Rage, rage

This haibun is in response to Jilly’s day 8 quote from Jim Harrison.

“So I sit on the edge, wagging my feet above the abyss”

~ Jim Harrison


There are some who rage at the needless breaking of a branch, the digging of a den and the baiting of babies—just some animal’s, you understand. Some will march and petition for the purity of water, the saving of an old horse, or outrage at the hecatomb of the bees to line pockets with gold and the votes of farmers. And there are some who whistle as the dry wind blows away their topsoil in a cloud of sterile dust.


Beauty in dry stalks

seedbearers of tomorrow—

none so blind.

Published by

Jane Dougherty

I used to do lots of things I didn't much enjoy.

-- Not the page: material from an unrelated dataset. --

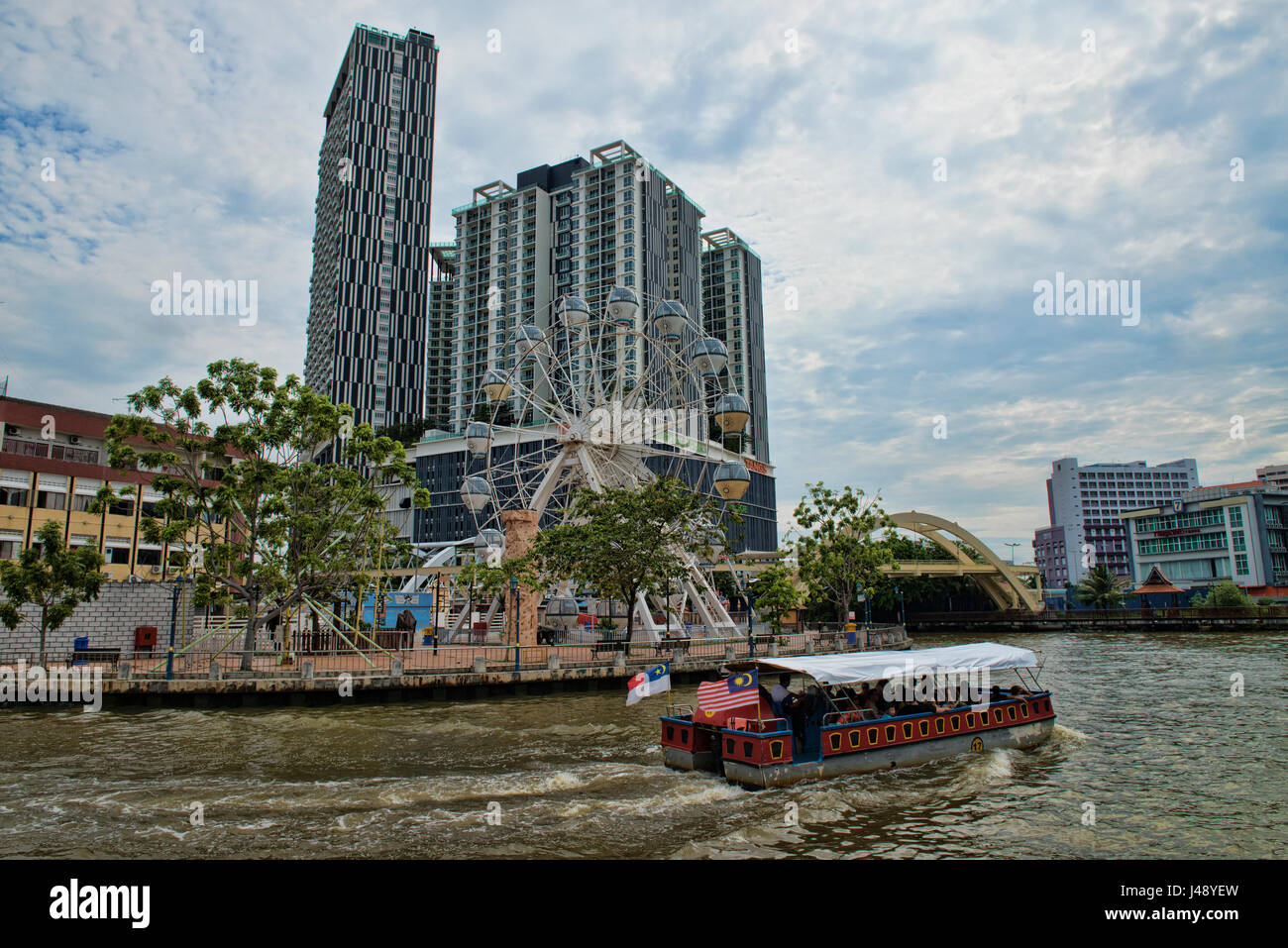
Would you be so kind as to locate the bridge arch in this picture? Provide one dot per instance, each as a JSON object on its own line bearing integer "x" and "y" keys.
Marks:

Now I am officially a writer. It's what I always wanted to be.

32 thoughts on “Rage, rage”

    1. Thanks Jilly. We’ve just had the municipal hedge trimmer pass by for the second time this year, smashing its stupid way through the perfectly inoffensive hedge and oak trees, and cutting down the poppies before they’ve had time to set seed. On the one hand we are told (and I’m a believer) that plant species like the field poppy are getting to be rareties because of use of pesticides and early mowing of grass verges, and then you get some municipal idiot sending a tractor out to mow down everything in sight! Sheer idiocy.

      1. Motorists love it because it destroys everything that might be a distraction, and home owners with manicured lawns love the town council getting rid of unslghtly weeds for them.

      2. Good grief! Glad you wrote the poem, Jane; it needs to be said. About 30 years ago they stopped mowing certain areas in most US states until after the wildflowers are finished. Right now the median of our main road has longer than normal grass and a riot of something yellow dancing in the breeze. I love that part!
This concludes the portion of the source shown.